Wenn die Einnahmen stabil und die Zahl der Zahlungen überschaubar ist, reicht eine Tabelle. Der Punkt, an dem es kippt, ist selten die Zahl der Konten — es ist der Moment, in dem die Pflege mehr Zeit kostet als der Blick auf das Ergebnis, oder in dem eine zweite Person mitplanen soll und niemand mehr weiß, welche Datei die richtige ist.

Funktioniert das auch mit mehreren Gesellschaften?

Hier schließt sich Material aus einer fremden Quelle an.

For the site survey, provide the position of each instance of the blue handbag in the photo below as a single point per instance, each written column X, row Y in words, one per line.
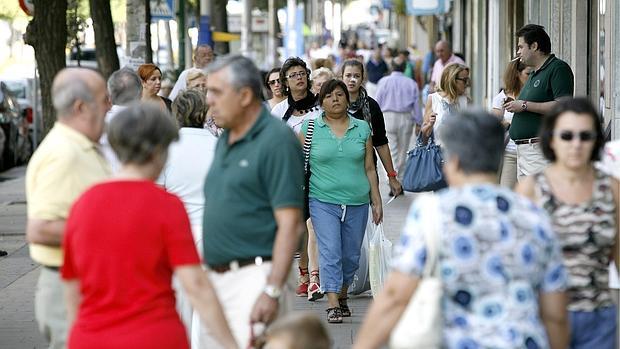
column 423, row 171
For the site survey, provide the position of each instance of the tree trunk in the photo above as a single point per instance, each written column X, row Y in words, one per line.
column 49, row 50
column 219, row 16
column 107, row 58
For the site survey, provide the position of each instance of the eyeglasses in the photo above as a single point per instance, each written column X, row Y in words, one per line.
column 584, row 136
column 300, row 74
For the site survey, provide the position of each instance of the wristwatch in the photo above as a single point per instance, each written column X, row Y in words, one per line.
column 272, row 291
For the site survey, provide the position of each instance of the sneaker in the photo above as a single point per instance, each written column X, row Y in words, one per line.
column 302, row 289
column 314, row 292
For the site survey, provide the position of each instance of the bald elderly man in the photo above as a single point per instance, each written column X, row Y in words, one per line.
column 444, row 54
column 66, row 163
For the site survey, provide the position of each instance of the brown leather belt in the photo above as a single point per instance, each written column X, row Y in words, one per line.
column 239, row 263
column 528, row 140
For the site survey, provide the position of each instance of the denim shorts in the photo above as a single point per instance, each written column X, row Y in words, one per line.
column 339, row 232
column 593, row 329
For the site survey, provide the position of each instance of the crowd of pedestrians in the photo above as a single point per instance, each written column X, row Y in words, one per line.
column 176, row 223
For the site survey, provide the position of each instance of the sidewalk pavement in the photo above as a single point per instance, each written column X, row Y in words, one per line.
column 19, row 273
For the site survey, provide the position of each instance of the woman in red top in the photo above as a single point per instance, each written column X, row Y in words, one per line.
column 123, row 241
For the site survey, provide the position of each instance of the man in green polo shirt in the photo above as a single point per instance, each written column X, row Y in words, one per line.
column 550, row 80
column 253, row 200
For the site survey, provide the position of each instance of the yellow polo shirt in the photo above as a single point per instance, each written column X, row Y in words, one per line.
column 62, row 168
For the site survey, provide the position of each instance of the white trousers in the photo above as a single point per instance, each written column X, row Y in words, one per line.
column 183, row 306
column 237, row 292
column 398, row 127
column 50, row 311
column 530, row 160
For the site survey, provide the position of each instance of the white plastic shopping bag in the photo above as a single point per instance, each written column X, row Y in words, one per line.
column 379, row 259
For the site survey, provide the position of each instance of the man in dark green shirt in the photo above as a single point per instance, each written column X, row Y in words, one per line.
column 253, row 198
column 550, row 80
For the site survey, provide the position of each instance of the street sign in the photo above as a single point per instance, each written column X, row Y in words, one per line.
column 426, row 7
column 27, row 6
column 162, row 9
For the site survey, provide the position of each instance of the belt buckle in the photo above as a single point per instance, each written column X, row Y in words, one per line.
column 234, row 265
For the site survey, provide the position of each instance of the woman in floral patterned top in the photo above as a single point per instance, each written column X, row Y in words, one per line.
column 582, row 202
column 500, row 264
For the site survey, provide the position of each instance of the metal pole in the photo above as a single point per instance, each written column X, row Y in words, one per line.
column 181, row 29
column 36, row 116
column 205, row 35
column 246, row 29
column 272, row 56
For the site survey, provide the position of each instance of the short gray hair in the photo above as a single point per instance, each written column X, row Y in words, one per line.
column 140, row 131
column 66, row 93
column 124, row 86
column 476, row 138
column 242, row 73
column 322, row 72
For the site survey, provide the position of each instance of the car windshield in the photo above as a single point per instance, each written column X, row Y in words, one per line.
column 17, row 88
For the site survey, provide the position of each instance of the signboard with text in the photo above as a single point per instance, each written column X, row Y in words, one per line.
column 427, row 7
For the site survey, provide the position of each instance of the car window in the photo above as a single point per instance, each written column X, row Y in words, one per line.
column 17, row 88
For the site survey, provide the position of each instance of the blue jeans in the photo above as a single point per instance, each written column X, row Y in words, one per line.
column 339, row 231
column 593, row 329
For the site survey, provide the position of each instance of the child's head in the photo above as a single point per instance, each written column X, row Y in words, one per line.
column 297, row 331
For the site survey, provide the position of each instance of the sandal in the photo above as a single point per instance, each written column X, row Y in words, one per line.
column 334, row 315
column 302, row 289
column 344, row 307
column 314, row 289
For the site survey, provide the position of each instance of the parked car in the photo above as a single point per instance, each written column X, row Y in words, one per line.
column 17, row 143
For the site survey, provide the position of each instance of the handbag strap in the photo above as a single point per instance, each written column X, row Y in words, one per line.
column 432, row 237
column 308, row 144
column 431, row 140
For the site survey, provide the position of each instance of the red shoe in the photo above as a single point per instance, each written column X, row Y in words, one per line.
column 302, row 289
column 314, row 289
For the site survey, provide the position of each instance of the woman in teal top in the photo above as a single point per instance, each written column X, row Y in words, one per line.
column 343, row 182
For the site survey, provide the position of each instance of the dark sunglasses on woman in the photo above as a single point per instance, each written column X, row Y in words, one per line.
column 584, row 136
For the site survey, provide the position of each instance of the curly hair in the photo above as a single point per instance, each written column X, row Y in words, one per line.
column 447, row 82
column 580, row 106
column 190, row 109
column 288, row 64
column 274, row 70
column 146, row 70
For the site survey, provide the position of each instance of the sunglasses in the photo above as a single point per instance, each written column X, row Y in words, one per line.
column 584, row 136
column 301, row 74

Ja, aber nicht bei jedem Anbieter gleich gut. Wer eine Holding mit Töchtern führt, braucht eine konsolidierte Sicht über alle Gesellschaften und die Möglichkeit, in eine einzelne hineinzuschauen. Das ist einer der Punkte, an denen sich die Werkzeuge deutlich unterscheiden — und einer, den man in einer Testphase mit den echten Gesellschaften prüfen sollte, nicht mit Demodaten.

Hilft eine Cashflow-Software im Bankgespräch?

Sie liefert das, wonach die Bank fragt: eine Vorausrechnung über zwölf bis vierundzwanzig Monate, nachvollziehbar hergeleitet und mit Szenarien. Was sie nicht liefert, ist die Beurteilung, ob die Zahlen für eine Finanzierung reichen — das entscheidet die Bank. Mehr dazu unter Kapitaldienstfähigkeit.

Was passiert mit meinen Daten, wenn ich kündige?

Diese Frage gehört in jede Testphase, weil sie sich später nicht mehr angenehm beantworten lässt. Zu klären: Lassen sich alle Daten vollständig exportieren, in welchem Format, und wie lange bleibt der Zugang nach der Kündigung bestehen. Wer darauf keine klare Antwort bekommt, sollte das als Antwort werten.

Was gehört zum Cash Management?

Im engeren, treasurynahen Sinn: die tägliche Disposition der Konten, das Bündeln von Salden zwischen Gesellschaften (Cash Pooling), die kurzfristige Anlage von Überschüssen und die Steuerung von Zahlungszielen auf beiden Seiten. Für kleinere Unternehmen fällt der größte Teil davon weg — übrig bleiben Zahlungsziele und die Frage, wann welches Konto wie voll ist. Ausführlich unter Cash Management.